Editor’s note: This article was written by Urbana Junior High students as part of a Project Based Learning unit called “Lost Voices,” which helps preserve and share the history of African-Americans in Urbana. The junior high’s Social Studies Department (which includes 6th-8th graders) is working with the Champaign County and Delaware historical societies to present and preserve the story of Dr. EWB Curry, a pioneer in educational reform for African-Americans in the early twentieth century.
Many of his progressive schools were located throughout Champaign County, including in Urbana. The students’ first article on Curry appeared in the Oct. 9 edition of the Daily Citizen. The information below, as well as other information about Curry, is to be presented at the Champaign County Historical Museum in February 2021.
Where it all began! E.W.B. (Elmer Washington Bryant) Curry was just 17 years old when he started his very first school in Delaware, Ohio in January of 1889. Dr. Curry’s neighbor, Isaac Merriday, offered his kitchen shed, located at the back of his house, for Dr. Curry to use. Curry rented the kitchen shed for 50 cents per month.
Dr. Curry also taught at the Delaware Night School for 2 years and he was the first African American to teach at the night school. Once the Shed School started, he charged his students 25 cents per week for tuition. He called his school “The Place of Knowledge for Old and Young.”
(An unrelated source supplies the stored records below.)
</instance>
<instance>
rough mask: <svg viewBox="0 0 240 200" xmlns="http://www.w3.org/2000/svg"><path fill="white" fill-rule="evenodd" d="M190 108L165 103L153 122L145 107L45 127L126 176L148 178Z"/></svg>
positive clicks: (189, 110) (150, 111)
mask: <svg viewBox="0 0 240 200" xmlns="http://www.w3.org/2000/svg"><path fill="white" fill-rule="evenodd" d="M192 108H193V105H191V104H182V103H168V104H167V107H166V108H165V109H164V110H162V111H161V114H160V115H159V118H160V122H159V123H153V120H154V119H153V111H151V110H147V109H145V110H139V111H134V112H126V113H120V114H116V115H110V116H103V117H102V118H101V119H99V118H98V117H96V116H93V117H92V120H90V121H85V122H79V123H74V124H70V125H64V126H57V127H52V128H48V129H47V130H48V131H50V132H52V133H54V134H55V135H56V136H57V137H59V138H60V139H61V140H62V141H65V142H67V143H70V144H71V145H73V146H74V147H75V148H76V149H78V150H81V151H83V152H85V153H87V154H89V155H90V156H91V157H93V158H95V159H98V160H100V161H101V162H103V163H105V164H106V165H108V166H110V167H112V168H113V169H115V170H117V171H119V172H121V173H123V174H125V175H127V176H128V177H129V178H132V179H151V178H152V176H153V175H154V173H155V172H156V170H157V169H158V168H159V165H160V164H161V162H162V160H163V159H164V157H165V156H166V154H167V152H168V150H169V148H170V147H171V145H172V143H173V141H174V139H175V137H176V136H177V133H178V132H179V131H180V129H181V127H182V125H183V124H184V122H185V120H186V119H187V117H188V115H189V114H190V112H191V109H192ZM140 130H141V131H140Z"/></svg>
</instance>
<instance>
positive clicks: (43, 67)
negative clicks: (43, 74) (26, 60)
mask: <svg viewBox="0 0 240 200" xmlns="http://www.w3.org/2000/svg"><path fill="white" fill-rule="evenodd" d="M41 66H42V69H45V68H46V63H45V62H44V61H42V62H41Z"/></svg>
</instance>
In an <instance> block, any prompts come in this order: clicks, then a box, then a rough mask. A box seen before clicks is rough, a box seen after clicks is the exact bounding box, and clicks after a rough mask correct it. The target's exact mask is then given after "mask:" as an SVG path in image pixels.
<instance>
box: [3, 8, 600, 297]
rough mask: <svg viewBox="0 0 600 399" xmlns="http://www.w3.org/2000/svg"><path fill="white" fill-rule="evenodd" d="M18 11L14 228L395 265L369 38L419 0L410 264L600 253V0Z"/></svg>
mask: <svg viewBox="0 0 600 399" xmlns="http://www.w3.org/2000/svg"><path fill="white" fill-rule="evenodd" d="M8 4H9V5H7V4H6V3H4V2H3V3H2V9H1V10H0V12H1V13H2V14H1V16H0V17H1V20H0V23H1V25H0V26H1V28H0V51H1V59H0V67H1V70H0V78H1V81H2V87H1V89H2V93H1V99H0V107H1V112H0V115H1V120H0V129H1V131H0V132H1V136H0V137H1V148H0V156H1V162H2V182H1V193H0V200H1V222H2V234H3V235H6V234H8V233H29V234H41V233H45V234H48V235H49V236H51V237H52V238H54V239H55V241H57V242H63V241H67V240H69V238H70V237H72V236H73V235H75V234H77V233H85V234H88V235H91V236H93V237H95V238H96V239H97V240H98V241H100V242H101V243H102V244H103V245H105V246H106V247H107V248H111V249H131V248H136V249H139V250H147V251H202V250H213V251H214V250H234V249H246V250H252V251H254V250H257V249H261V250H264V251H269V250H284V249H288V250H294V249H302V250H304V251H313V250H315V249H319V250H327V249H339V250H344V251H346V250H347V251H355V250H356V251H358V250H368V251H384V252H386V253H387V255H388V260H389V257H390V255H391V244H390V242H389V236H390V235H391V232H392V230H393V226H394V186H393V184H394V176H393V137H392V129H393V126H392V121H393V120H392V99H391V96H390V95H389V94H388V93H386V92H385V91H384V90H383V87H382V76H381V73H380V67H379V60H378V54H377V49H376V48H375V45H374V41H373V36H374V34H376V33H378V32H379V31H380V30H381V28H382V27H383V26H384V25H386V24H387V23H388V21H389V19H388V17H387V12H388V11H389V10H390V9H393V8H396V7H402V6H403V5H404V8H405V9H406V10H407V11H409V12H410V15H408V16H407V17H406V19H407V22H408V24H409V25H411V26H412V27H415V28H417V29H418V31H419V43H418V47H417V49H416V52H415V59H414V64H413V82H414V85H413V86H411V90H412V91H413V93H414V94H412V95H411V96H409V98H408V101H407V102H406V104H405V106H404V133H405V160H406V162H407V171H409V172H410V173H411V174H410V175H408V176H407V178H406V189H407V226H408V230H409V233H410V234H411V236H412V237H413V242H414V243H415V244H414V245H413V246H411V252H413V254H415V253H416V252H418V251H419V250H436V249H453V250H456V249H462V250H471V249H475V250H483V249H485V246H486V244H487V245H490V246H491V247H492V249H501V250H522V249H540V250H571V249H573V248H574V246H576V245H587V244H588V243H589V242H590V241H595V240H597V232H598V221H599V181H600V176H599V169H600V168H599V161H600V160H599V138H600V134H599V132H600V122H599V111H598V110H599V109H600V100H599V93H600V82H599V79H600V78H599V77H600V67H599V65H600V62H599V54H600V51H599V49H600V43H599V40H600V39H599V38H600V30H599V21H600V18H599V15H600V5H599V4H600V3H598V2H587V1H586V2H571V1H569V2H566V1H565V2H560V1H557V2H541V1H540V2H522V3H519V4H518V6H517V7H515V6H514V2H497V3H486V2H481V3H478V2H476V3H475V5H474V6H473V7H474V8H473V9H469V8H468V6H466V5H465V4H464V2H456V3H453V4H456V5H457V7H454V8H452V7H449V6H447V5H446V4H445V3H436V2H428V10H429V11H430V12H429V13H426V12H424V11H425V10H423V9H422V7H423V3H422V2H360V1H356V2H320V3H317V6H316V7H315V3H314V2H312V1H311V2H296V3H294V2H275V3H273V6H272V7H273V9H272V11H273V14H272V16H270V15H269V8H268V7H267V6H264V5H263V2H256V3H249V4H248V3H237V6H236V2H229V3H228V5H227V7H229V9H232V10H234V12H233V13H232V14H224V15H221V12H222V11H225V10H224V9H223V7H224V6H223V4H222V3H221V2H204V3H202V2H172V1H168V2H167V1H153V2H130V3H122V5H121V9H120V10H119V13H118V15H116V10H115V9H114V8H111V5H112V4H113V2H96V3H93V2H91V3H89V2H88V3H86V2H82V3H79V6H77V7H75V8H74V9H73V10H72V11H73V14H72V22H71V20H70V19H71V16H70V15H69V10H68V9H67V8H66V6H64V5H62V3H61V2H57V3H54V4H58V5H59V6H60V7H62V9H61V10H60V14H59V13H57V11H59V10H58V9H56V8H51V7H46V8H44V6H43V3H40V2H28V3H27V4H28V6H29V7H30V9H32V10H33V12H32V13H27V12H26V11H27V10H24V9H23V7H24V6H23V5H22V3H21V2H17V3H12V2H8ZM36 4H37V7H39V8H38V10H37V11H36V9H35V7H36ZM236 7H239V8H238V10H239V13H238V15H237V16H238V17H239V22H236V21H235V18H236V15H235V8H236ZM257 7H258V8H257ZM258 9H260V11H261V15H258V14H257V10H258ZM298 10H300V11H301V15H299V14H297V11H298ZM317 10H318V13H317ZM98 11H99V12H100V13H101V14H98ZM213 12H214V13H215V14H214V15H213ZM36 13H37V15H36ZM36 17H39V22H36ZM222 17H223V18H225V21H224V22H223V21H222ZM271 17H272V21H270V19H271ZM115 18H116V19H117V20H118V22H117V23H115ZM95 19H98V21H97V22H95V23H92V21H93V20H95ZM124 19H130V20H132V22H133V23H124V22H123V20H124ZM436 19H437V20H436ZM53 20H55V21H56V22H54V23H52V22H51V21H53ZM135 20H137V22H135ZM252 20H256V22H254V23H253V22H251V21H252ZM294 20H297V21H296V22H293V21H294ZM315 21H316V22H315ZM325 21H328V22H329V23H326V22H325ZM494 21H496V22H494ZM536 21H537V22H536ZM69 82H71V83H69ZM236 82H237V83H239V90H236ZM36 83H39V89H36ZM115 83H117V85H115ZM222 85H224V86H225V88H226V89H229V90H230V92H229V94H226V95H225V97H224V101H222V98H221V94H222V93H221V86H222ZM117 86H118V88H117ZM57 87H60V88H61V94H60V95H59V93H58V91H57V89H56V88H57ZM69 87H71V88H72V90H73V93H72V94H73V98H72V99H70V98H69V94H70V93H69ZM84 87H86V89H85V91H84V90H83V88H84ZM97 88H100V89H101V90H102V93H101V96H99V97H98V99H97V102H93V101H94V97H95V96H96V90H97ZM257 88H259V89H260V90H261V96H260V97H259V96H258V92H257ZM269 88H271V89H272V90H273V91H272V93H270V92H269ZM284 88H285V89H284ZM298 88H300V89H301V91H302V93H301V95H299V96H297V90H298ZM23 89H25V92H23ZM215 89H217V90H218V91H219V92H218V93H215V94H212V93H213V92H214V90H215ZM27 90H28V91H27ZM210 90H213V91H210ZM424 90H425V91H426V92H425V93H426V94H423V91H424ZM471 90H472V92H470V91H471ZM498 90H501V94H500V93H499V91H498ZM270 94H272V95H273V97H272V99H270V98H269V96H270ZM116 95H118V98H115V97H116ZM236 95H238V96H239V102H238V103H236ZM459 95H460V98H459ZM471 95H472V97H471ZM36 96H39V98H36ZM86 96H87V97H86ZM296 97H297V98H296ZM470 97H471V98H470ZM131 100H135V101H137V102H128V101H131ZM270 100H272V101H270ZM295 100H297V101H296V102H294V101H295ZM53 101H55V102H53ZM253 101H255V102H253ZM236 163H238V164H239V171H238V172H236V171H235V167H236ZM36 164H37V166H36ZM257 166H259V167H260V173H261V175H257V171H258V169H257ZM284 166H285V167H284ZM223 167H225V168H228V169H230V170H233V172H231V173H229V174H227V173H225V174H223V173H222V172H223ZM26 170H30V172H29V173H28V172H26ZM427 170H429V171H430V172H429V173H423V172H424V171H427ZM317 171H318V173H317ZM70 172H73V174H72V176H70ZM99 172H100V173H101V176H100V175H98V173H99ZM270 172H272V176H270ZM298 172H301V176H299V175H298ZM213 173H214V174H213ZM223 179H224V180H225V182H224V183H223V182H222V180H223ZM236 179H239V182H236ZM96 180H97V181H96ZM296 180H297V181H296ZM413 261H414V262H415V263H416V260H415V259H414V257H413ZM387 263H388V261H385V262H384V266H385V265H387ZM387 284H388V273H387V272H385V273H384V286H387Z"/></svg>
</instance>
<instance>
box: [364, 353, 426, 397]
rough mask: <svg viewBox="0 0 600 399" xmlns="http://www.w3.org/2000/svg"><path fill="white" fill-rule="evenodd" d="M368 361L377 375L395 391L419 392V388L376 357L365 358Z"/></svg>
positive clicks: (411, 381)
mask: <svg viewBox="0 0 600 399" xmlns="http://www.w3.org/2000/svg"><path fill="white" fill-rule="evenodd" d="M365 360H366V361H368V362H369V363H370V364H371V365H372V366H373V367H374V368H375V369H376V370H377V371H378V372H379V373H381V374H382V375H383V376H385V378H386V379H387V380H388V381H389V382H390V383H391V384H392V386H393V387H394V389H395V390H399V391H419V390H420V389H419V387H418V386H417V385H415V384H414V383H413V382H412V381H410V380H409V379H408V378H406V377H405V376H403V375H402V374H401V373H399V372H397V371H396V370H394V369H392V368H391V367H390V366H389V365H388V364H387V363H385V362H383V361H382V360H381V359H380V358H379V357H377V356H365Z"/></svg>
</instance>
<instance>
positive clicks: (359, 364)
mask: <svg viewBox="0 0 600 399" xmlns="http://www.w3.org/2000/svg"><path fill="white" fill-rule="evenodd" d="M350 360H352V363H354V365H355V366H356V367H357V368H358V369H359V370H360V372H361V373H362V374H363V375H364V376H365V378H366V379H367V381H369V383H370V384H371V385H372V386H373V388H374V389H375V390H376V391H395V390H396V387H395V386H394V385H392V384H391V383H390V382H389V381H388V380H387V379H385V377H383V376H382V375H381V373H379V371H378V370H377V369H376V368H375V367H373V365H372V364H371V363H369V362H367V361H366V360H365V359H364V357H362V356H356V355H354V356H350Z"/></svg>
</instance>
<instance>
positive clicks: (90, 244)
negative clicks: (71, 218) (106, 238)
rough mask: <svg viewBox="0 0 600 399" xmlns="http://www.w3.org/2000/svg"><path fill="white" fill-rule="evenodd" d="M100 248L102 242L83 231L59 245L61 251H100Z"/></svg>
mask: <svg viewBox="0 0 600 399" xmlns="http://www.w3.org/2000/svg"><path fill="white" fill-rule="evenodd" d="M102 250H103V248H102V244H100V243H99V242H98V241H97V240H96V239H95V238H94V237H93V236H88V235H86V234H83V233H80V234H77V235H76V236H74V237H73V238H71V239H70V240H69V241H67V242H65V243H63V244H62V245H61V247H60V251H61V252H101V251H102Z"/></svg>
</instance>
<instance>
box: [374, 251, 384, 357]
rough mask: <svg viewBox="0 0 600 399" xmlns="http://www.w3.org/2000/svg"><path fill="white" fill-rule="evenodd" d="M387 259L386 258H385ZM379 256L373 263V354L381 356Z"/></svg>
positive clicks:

Dr. Curry’s school accepted all genders, races, and ages (from 12 and up). For example, Curry’s first student was a 50-year-old man who was a day laborer.
Dr. Curry was such a distinguished person that on Wednesday, Oct. 9, the City of Delaware unveiled an honorary street sign commemorating the life and work of Elmer Washington Bryant Curry (1871-1930).
Dr. Curry moved his school to Mechanicsburg, Ohio in September of 1895. The school opened with 19 students and 3 teachers.
After the first year the school did not have any graduates and it started losing support in the community. So in order to keep up the school’s support Dr. Curry and his then fiancee held their wedding ceremony and invited everyone to it. Later in September of 1897 the Baptist Association removed the support and closed down the school.
Brothers Charles Swayne, W. T. Hill, D. R. Jones and J. H. Chavers recommended Urbana to Dr Curry.
Mary Ober and Jahna Sloat are Urbana Junior High students.